Officially, there are two ways to play table tennis – singles and doubles. There are, however, infinite ways to have fun with a table, some bats and balls – and sometimes you don’t even need all of those.
Now we’re into territory that the serious table tennis players wouldn’t recognise. Round-the-table, or Rundlauf as it is known in its spiritual home of Germany, is a way of involving a large group of players in a game all at once. As few as four or five and as many as ten, twelve, twenty or more players can start each game, though twelve to fifteen is a good fit for the size of a table. Players split into two queues, leading anti-clockwise (for right-handers) around the table. The player at the head of the longest queue serves, and then moves around, with each player hitting the ball just once before carrying on to the back of the queue and taking their turn. ‘Losing’ a point means elimination, or losing a life, depending on the rules. As the number of players goes down, the circumambulation gets quicker. When only two players are left, they play out a final of ‘standard’ ping pong – though some variants require them to turn a full circle on the spot between each hit.

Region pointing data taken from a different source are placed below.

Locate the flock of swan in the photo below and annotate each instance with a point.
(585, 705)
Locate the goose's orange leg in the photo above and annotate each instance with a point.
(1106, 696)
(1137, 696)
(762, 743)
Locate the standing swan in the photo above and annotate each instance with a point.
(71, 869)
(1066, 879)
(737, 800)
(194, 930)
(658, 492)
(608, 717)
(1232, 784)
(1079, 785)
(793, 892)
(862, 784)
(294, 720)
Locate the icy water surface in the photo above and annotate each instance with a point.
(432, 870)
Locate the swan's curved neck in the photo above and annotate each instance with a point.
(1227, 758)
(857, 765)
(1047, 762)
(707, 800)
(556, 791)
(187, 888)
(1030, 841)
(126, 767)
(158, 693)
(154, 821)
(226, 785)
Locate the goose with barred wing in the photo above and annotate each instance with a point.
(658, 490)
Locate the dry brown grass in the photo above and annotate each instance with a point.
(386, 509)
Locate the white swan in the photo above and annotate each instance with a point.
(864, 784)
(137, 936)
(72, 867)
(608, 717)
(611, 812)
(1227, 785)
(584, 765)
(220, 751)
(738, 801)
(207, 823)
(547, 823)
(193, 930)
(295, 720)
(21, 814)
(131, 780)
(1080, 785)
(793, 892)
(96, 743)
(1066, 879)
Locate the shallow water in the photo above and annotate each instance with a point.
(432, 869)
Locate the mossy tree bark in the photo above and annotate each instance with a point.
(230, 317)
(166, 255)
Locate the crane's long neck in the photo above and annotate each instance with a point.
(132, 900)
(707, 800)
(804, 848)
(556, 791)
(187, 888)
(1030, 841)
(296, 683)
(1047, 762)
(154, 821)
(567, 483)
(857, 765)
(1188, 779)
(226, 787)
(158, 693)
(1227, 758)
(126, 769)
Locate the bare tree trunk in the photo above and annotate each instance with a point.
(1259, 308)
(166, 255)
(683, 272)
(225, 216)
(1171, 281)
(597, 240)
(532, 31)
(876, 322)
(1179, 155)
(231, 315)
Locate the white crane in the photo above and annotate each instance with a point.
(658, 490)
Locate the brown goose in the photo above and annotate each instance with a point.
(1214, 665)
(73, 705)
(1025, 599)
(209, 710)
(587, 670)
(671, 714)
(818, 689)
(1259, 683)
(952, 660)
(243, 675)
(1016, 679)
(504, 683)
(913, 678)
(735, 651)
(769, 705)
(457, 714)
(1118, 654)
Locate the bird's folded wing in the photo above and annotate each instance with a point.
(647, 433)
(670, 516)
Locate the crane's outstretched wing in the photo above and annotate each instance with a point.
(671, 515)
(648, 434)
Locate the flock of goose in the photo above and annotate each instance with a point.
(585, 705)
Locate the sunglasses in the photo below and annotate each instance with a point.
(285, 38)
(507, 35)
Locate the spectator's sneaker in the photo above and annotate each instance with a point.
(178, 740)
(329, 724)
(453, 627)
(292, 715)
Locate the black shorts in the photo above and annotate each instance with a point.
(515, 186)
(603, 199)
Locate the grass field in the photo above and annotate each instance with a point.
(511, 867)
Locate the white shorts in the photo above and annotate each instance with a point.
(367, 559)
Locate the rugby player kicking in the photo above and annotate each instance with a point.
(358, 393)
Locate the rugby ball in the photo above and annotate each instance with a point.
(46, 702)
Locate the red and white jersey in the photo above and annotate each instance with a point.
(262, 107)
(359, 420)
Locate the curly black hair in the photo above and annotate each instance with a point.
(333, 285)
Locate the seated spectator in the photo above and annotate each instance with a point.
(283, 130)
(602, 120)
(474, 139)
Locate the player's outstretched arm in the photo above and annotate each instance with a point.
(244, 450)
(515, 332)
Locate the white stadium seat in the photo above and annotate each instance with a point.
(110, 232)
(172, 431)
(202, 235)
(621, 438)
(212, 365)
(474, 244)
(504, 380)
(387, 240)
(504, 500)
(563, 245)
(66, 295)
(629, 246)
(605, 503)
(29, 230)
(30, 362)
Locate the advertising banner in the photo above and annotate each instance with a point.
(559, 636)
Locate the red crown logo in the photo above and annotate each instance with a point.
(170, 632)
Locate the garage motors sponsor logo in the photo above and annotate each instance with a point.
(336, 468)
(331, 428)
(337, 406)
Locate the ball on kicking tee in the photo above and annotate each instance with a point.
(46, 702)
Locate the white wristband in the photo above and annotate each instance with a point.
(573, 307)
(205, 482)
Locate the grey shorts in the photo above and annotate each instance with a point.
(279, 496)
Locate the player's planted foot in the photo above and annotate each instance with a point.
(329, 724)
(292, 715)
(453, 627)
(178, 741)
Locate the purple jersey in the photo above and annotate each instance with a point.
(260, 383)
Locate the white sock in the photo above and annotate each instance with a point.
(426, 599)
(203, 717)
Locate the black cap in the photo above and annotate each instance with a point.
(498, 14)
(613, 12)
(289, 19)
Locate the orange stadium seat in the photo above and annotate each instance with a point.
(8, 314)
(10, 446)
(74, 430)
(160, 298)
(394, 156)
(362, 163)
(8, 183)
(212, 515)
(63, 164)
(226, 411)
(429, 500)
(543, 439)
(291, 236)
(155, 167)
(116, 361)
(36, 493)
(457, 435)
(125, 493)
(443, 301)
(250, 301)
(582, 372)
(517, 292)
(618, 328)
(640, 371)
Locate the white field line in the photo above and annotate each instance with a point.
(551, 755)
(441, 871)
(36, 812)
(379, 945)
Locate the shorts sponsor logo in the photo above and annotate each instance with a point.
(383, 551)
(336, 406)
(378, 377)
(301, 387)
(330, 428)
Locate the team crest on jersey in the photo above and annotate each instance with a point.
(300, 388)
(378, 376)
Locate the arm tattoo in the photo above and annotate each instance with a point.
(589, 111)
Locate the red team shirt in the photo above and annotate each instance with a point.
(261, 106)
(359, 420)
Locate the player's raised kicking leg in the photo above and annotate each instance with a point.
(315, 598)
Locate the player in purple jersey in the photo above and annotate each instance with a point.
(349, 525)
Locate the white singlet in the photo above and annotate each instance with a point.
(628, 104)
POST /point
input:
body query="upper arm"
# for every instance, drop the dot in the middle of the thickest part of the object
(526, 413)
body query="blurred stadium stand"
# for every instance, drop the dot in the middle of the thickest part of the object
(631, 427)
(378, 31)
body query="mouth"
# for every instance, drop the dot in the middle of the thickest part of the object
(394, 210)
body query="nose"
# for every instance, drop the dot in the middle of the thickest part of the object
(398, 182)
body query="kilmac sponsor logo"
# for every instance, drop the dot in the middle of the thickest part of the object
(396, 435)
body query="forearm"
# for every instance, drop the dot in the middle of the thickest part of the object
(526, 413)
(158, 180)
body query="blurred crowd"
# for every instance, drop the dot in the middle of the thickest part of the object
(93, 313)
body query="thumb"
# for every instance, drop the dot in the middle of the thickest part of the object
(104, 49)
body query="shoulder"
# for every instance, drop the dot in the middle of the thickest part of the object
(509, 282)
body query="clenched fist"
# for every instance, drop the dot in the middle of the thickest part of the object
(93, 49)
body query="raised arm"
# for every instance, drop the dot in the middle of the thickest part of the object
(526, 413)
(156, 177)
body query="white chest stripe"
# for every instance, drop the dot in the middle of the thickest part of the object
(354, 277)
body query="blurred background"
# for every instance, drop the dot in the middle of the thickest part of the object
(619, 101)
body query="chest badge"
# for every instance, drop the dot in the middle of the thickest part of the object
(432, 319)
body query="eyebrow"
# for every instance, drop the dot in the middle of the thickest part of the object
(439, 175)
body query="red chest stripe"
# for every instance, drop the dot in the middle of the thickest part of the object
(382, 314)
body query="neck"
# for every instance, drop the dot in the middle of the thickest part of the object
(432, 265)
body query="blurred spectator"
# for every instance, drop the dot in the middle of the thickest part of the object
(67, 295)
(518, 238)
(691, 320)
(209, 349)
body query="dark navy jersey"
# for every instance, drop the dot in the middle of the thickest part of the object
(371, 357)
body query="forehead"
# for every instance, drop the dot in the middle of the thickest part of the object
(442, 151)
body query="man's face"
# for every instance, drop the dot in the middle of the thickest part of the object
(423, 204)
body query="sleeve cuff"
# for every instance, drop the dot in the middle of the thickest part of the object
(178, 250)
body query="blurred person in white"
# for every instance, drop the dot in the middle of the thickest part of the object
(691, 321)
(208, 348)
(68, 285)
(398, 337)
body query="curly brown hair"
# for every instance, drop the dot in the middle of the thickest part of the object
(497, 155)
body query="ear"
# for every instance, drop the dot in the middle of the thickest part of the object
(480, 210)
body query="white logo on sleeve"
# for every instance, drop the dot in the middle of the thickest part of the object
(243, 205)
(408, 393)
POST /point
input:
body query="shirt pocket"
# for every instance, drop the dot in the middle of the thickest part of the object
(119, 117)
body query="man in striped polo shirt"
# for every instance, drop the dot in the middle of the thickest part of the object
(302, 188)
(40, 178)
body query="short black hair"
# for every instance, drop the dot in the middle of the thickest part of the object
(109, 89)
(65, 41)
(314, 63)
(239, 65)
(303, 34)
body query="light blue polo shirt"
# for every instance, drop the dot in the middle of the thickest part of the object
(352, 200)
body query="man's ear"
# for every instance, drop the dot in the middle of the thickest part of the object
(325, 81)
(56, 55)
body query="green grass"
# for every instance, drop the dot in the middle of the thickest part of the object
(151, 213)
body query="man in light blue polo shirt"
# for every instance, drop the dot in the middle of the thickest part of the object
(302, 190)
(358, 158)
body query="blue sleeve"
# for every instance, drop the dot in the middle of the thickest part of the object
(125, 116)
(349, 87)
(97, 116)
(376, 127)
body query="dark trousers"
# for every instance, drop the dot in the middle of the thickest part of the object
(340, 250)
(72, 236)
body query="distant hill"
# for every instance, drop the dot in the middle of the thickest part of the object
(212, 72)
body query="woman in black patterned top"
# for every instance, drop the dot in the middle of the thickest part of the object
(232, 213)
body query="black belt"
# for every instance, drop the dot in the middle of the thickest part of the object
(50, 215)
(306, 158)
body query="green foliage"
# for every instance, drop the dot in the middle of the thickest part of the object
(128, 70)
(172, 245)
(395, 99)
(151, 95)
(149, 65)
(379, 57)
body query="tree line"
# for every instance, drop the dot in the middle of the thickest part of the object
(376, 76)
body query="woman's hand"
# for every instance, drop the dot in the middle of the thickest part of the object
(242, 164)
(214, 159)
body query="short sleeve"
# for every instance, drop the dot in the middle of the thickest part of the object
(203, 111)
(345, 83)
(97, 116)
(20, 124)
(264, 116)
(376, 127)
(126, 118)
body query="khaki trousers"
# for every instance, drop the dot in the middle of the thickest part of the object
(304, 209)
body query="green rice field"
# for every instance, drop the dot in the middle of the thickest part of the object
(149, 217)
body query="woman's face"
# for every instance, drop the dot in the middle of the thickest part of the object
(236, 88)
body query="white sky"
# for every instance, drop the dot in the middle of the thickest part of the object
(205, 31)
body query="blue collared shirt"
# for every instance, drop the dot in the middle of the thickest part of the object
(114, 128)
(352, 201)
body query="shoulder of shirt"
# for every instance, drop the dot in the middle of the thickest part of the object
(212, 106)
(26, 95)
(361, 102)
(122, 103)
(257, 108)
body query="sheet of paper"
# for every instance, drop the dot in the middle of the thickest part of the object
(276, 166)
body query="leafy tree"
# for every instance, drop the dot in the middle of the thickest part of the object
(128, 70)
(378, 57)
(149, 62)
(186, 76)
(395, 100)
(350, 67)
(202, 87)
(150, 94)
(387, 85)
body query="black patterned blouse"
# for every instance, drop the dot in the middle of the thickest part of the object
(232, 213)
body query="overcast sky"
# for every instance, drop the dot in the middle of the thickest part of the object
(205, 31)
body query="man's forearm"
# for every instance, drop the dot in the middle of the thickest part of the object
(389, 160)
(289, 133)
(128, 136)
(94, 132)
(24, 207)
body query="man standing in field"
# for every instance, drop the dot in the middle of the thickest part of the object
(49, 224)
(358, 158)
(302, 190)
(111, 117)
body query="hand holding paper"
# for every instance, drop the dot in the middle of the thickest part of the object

Local variations on Rundlauf include:
i) Unlimited players start, one miss and out, final played up to five points (as played at Dr Pong, Berlin)
ii) As above, but you can’t be knocked out the first time you hit the ball (as played at Ping Pong, Newcastle)
iii) Twelve Players get three lives, represented by two wristbands and their bat. Final played between the last two players with any lives left, and best of three (as played at The Young Offenders Institute, London)
Round-the-table can be played with any number of players from five upwards, ten to sixteen is ideal. Too few, and its all running and chasing, too many and its all queuing and waiting. Try it!
And if you’re really mad (and very Swiss and organised), you can always do it with 509 players:
Guerilla ping pong
The idea of rolling a table tennis table into a public space and encouraging social play has a long history in Berlin and has recently arrived in London thanks to Untitled Space’s ‘Hit and Run’ events.
Wrong Pong, devised and promoted by the International Wrong Pong Association is the ping pong equivalent to crazy golf. It’s all about angles, obstacles and unusual surfaces to create fast, fun and unpredictable matches. If you fancy your chances there are events, including the annual international tournament, held in Nottingham.
Wall Pong, another strictly recreational variation, is played only in tight quarters. Occasionally a table tennis table is in a basement, garage, or another location where the walls and the ceiling infringe on gameplay. In Wall Pong, these tight quarters are celebrated, and players are permitted to use the walls and ceiling to direct the ball where they desire. Most of the same rules of the traditional game apply to Wall Pong.
Ceiling Ping Pong
After the ball lands on your side, you hit the ball upwards towards the ceiling. The ball must touch the ceiling.
the ball must land on your opponent’s side.